Trump-allied Republican Ron DeSantis was formally elected governor of Florida and outgoing Gov. Rick Scott elected U.S. senator on Tuesday when the state certified election results two weeks after tight margins prompted tumultuous recounts.

The Elections Canvassing Commission met at the Florida Capitol to certify the results of the Nov. 6 election after two weeks of contention and finger-pointing. The meeting lasted a mere five minutes.

The results: former U.S. Rep. DeSantis was elected by 32,463 votes out of more than 8 million cast, defeating Democratic Tallahassee Mayor Andrew Gillum. Scott defeated incumbent Democratic U.S. Sen. Bill Nelson by 10,033 votes.

In yet a third recount and the closest of any of the statewide races, Democrat Nikki Fried defeated Republican state Rep. Matt Caldwell by 6,753 votes for the Cabinet position of agriculture commissioner.

DeSantis was able to come from behind and decisively win the Republican primary with the help of President Donald Trump, who tweeted his support for DeSantis and campaigned with him in Florida. Trump returned to Florida two more times in the final six days before the election to help boost turnout for DeSantis and Scott.

DeSantis campaigned on continuing on the path Scott set for Florida and he's largely expected to govern in a similar fashion by attempting to cut government spending and regulations and trying to make the state more business friendly.

He'll also find working with the Republican-led Legislature less frustrating than Washington's gridlock. Incoming Republican Senate President Bill Galvano said he's met with DeSantis a few times and is anticipating a good relationship.

"If the level of communication that we have presently is an indicator of his willingness to work with the (House) speaker designate and myself and our members, I'm feeling pretty good about it," Galvano said. "There's a big difference between what we do here in Tallahassee versus what they do in Washington and for the most part it's a good difference on our side of the equation."

Results were presented to the commission by Secretary of State Ken Detzner in a short ceremony void of fanfare.

By law, the commission is made up of the governor and two of the three Cabinet members. But Scott said during the middle of the recount with Nelson that he wouldn't participate in the certification. Instead, Republican Sen. Rob Bradley, Attorney General Pam Bondi and Agriculture Commissioner Adam Putnam, who lost the Republican primary for governor to DeSantis, served as the commission. Bondi and Putnam participated by phone.

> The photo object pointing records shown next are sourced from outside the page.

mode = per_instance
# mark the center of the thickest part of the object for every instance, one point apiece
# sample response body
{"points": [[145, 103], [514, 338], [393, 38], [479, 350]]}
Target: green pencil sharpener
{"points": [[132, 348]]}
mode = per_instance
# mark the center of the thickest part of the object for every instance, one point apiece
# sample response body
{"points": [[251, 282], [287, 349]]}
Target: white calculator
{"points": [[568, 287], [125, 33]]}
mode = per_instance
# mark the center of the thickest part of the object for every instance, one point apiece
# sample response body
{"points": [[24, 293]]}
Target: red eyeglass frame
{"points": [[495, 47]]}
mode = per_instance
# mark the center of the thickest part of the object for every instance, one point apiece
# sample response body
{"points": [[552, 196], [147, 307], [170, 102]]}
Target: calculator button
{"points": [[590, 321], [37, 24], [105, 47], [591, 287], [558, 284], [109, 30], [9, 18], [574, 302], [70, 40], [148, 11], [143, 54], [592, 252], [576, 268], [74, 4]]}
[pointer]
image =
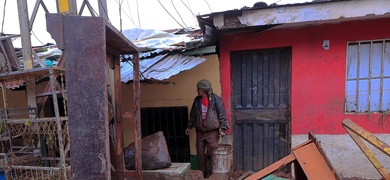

"The voters can be assured that the results that we just certified reflect the intent of the voters in this election. Everyone who we certified as winners were the winners," Bradley said. "Now it's time to turn the page and move forward with governing. The election season's over."

In 2014, Scott and all three Cabinet members declined to serve because each was on the ballot.

The recounts were reminiscent of the 2000 presidential election, when Florida took more than five weeks to declare George W. Bush the victor over Vice President Al Gore by 537 votes. Florida became the laughingstock of the world during the chaotic recount that decided the presidency.

Florida was under scrutiny this year as elections officials in Palm Beach and Broward counties struggled to count the vote. Scott and President Trump suggested there was fraud in the largely Democratic counties, and several lawsuits were filed during the process.

Lawmakers have said they will look at election laws during the 2019 legislative session to avoid future problems.